Kennt ihr die Kinderbücher „True und Nelle“? Sie spielen wären der Rassentrennung in Amerika. Dort drin findet man weiterhin sogar den Begriff Neger – allerdings hat sich der Verlag die Mühe gemacht, in einem Nachwort zu erklären, dass man dieses Wort nicht mehr benutzt und warum. Und weshalb sie es dennoch haben stehenlassen. Warum gehen wir nicht alle diesen Weg, anstatt Bücher zu zensieren?

Wieso können die Herausgeber der Karl May Bücher kein Vorwort in die Bücher setzen, indem sie erklären, dass die indigenen Völker hier falsch dargestellt und romantisiert werden und wie es wirklich ist? Zu viel Arbeit? Zu teuer?

Nein, man geht den leichten Weg und verbietet einfach. Und nein, ich bin nicht dagegen, Dinge kritisch zu hinterfragen. Aber ich bin gegen Zensur. Und ich bin dagegen, Bücher zu verbieten. Wir sollen unseren Kindern bitte die falsche Darstellung indigenen Völker bei May vorenthalten, anstatt zu erklären, eine Entwicklung aufzuzeigen usw. ? Toller Plan – so lernen sie ganz bestimmt, über solche Dinge nachzudenken.

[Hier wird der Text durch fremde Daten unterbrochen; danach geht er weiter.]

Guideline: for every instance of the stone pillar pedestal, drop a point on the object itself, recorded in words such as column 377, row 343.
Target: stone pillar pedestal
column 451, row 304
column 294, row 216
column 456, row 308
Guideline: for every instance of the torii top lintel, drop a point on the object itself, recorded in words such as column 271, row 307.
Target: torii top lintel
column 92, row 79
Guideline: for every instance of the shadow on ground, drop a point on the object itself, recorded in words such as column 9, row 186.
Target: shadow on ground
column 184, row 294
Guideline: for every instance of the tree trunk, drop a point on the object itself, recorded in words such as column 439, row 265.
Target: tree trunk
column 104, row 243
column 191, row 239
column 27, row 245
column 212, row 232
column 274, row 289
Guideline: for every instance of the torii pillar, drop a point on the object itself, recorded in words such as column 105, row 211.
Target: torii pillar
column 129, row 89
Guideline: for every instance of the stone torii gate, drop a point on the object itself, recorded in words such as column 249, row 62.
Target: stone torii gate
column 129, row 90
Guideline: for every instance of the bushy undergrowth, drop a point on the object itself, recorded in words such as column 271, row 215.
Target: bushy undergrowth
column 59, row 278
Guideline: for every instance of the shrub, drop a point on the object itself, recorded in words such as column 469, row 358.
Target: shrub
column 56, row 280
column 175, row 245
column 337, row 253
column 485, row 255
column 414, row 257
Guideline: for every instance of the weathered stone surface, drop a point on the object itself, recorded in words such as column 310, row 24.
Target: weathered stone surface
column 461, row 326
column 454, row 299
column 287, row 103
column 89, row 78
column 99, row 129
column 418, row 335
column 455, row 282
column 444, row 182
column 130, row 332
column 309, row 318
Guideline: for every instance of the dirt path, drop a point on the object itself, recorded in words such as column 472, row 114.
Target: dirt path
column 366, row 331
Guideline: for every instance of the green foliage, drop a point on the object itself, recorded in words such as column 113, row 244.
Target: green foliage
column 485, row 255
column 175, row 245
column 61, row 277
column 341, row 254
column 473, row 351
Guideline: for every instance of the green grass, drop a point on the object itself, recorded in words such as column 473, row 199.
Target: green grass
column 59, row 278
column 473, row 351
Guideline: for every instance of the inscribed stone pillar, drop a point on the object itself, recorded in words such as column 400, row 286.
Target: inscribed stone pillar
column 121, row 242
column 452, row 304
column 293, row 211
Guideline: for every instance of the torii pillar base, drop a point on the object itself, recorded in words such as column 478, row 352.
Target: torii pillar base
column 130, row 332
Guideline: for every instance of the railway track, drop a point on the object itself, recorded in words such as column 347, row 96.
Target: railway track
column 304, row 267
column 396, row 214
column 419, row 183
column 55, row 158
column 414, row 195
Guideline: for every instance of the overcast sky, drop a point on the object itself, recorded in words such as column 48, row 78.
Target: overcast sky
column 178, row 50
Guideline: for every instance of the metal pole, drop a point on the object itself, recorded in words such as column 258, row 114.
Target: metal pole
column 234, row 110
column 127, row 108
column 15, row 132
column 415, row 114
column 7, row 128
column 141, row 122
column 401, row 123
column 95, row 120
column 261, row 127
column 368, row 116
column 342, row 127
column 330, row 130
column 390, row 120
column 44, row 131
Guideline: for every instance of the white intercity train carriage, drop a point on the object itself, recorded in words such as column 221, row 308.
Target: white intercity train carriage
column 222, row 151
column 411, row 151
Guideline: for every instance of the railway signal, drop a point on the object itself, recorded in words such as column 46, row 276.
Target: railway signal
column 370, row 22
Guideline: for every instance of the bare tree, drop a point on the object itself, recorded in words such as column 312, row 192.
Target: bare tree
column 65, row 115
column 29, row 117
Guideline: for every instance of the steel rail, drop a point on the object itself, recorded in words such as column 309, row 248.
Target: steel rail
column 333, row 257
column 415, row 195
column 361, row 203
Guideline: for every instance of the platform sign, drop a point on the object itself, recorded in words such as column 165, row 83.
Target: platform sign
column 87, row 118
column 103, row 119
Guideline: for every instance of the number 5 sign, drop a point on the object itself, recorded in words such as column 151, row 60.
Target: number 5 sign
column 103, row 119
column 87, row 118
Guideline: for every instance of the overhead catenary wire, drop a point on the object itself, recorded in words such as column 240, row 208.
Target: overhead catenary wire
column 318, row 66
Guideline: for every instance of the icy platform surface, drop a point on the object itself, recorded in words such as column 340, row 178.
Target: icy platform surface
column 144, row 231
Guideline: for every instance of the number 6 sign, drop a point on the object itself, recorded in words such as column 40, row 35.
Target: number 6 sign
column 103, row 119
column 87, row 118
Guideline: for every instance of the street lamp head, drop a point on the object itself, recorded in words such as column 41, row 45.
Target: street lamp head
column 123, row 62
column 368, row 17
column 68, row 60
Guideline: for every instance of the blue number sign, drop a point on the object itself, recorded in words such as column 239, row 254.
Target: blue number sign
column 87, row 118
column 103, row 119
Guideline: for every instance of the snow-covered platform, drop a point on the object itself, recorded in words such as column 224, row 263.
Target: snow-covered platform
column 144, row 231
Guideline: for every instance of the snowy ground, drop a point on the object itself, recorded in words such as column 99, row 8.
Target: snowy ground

NICHT!

6 Kommentare zu „Die Debatte um Winnetou und Karl May

  1. Die ARD sendet keine der aktuellen Winnetou-FIlme mehr, weil die Rechte 2020 ausgelaufen sind und damals neu vergeben wurden. Dabei hat das ZDF die Rechte gekauft, daher können die nun die Filme zeigen.
    Das hat nichts mit Verbot oder Boykott auf Seiten der ARD zu tun, sondern ist ein ganz normaler Lizenzierungsvorgang

    Gefällt 1 Person

  2. Ein sehr kleiner Teil einer Minderheit (egal welcher) stört etwas. Die über-politisch korrekte Mehrheitsgesellschaft bläst das Thema künstlich auf und dann kommt sowas dabei heraus. Es ist so wie mit den Dreads. Die meisten juckt es nicht. Von einigen hört man sogar, dass sie die Vermischung von Kulturen gut finden. Die Wenigen, die sich über Kleinigkeiten aufregen (und dabei nebenbei ECHTE tagtägliche Probleme untergehen lassen), sind eben besonders laut, ebenso wie die politisch korrekte Mehrheitsgesellschaft und ihre Bubble. Btw. ich bin auch definitiv dafür, dass wir uns alle sensibilisieren müssen, dass wir uns aufklären müssen. Aber wenn nun alles verboten werden soll, was irgendwen stört, dann bleibt eigentlich nichts mehr übrig. Außer vielleicht das peinlich berührte Schweigen, weil keiner mehr weiß, womit er wem Anders auf den Schlips treten könnte.